Профессор сидел, откинувшись назад и закрыв глаза, воображая, будто держит скрипку, скрюченными пальцами левой руки прижимая струны, а правой водя по струнам смычком, насколько позволяли больные суставы. Отец когда–то был хорошим скрипачом, и они частенько играли вдвоем эту мелодию.
Старик плакал. Но слез не было. Глаза и щеки оставались сухими.
— Ох, папа, я не подумала… не надо было играть эту песню.
Магда ругала себя. Знает столько песен, а выбрала именно эту — она напомнила отцу, что он не может больше играть. Магда хотела подойти к отцу и вдруг замерла. В комнате стало темнее.
— Все в порядке, Магда. Приятно было вспомнить, как мы с тобой вместе играли… это лучше, чем если бы я вообще никогда не играл. До сих пор слышу звучание моей скрипки. — Глаза его скрывали стекла очков. — Пожалуйста, продолжай.
Но Магда не шелохнулась. В комнате стало холодней. Откуда этот сквозняк? Она оглянулась. Ей кажется или свет действительно меркнет?
Отец открыл глаза и увидел ее лицо.
— Магда?!
— Огонь гаснет!
Огонь в камине действительно затухал, причем как–то странно — ни шипения угольков, ни дыма, — казалось, пламя заползает назад в головешки. Угасла и лампа на потолке. Наступила темнота, но не обычная, как бывает, когда гаснет свет, а всепоглощающая. Почти осязаемая. Вместе с тьмой по комнате расползался холод. И запах, кислый и едкий дух зла, вызывающий мысли о тлении и разрытых могилах.
— Что происходит?
— Он идет, Магда! Встань рядом со мной!
Магда бросилась к отцу, лихорадочно соображая, где бы его спрятать, и в то же время надеясь на его защиту.

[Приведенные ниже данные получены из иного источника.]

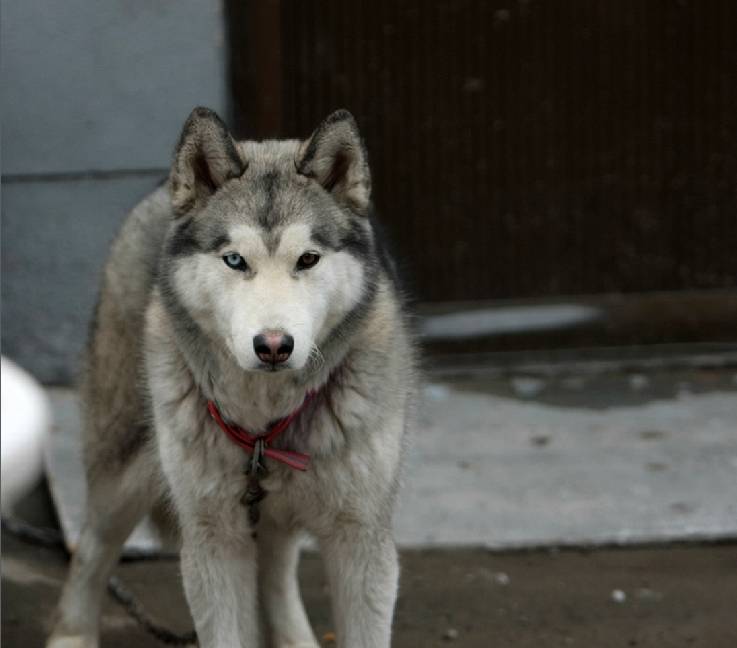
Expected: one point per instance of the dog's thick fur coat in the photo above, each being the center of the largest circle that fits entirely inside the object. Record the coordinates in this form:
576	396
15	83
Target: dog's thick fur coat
174	328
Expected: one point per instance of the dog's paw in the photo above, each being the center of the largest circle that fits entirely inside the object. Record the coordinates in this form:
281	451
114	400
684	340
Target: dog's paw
72	642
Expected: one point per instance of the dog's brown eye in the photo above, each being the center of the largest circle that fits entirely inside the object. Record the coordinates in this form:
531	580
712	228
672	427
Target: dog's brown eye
307	260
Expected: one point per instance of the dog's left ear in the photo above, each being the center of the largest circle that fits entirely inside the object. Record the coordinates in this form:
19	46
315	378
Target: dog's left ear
204	160
336	158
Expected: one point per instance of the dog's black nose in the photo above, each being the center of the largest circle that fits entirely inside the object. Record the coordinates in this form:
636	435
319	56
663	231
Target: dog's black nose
273	346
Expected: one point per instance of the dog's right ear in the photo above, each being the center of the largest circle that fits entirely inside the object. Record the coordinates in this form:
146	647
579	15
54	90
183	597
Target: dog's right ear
204	160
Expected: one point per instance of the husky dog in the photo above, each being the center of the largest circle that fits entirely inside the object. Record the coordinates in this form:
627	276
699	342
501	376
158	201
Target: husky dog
251	362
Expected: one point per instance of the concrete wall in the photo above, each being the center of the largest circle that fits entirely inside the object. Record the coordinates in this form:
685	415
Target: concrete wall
94	93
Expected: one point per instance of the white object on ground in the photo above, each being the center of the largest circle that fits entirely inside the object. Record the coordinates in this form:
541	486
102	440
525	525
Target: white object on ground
25	423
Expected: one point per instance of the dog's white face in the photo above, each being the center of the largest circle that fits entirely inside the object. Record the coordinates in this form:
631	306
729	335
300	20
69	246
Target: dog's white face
243	289
271	249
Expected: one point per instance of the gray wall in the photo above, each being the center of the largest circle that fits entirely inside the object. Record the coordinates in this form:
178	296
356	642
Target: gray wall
94	93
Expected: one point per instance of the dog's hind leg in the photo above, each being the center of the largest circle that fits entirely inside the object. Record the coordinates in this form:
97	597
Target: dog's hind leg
116	501
278	557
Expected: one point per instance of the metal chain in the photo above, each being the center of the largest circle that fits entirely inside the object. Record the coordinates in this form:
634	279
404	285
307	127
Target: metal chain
47	537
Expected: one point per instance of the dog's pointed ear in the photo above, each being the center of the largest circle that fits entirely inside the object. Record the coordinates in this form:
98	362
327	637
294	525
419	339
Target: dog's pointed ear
336	158
205	158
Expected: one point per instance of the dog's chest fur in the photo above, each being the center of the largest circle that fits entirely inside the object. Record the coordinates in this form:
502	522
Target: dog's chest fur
354	446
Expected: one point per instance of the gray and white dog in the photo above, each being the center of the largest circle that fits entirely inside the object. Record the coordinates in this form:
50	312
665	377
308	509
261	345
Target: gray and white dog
250	339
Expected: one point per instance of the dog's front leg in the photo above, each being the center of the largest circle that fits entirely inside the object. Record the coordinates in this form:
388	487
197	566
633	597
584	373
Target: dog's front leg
362	570
220	580
218	557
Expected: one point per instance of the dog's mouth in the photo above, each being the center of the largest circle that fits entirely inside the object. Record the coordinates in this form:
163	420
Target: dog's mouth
271	367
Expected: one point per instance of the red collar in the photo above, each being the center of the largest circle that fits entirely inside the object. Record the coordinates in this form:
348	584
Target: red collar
248	441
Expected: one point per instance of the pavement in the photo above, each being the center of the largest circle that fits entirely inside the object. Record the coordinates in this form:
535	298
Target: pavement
540	509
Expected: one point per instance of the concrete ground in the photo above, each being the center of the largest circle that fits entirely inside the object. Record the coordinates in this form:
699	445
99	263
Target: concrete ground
663	443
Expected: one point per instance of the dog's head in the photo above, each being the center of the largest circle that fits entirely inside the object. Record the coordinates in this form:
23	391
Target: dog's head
271	249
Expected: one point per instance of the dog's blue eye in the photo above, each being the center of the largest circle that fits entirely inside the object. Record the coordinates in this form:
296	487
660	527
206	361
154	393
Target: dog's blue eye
235	262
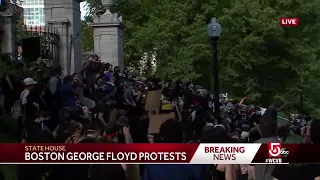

Дрожа, Магда вся сжалась, вцепившись в изуродованные руки старика.
— Что же нам делать? — спросила она почему–то шепотом.
— Не знаю. — Отец тоже дрожал.
Тьма все сгущалась, лампочка совсем погасла, лишь головешки тускло светились в камине. Стен уже не было видно — их поглотила чернильная темнота. Только отсвет мерцающих угольков, умирающий островок тепла, давал им надежду.
Они были не одни. В темноте что–то двигалось. Кралось. Что–то нечистое, плотоядное.
Подул ветерок, сначала слабый, как легкий бриз, потом все сильней и сильней, по комнате пронесся ураган, хотя дверь и ставни были плотно закрыты.
Магда пыталась освободиться от сковавшего ее ужаса и отпустила руки отца. Видеть дверь девушка не могла, но помнила, что она находится прямо напротив камина. Несмотря на хлещущие ледяные порывы ветра, она взялась за ручки коляски и начала медленно толкать ее в том направлении, где должна была находиться дверь. Может быть, если удастся выйти во двор, они смогут спастись. Она сама не знала почему, но ей казалось, что оставаться в этой комнате все равно что ждать смерти.
Магде удалось протолкнуть коляску вперед футов на пять от того места, где они стояли, но вдруг коляска остановилась. Девушка запаниковала. Что–то не выпускало их отсюда! Но это не было невидимое препятствие, прочная и неприступная стена. Казалось, кто–то или что–то держит колеса с противоположной стороны, издеваясь над ее отчаянными попытками.
И тут в темноте появилось мертвенно–бледное лицо, оно смотрело ей прямо в глаза. Появилось и сразу исчезло.
Сердце Магды бешено заколотилось, ладони стали липкими от пота и скользили по деревянным ручкам. «Не может быть! Это галлюцинация! Все это нереально…» — твердил ей рассудок, но ощущения говорили обратное. Она взглянула на отца и увидела, что ее собственный страх словно отразился у него на лице.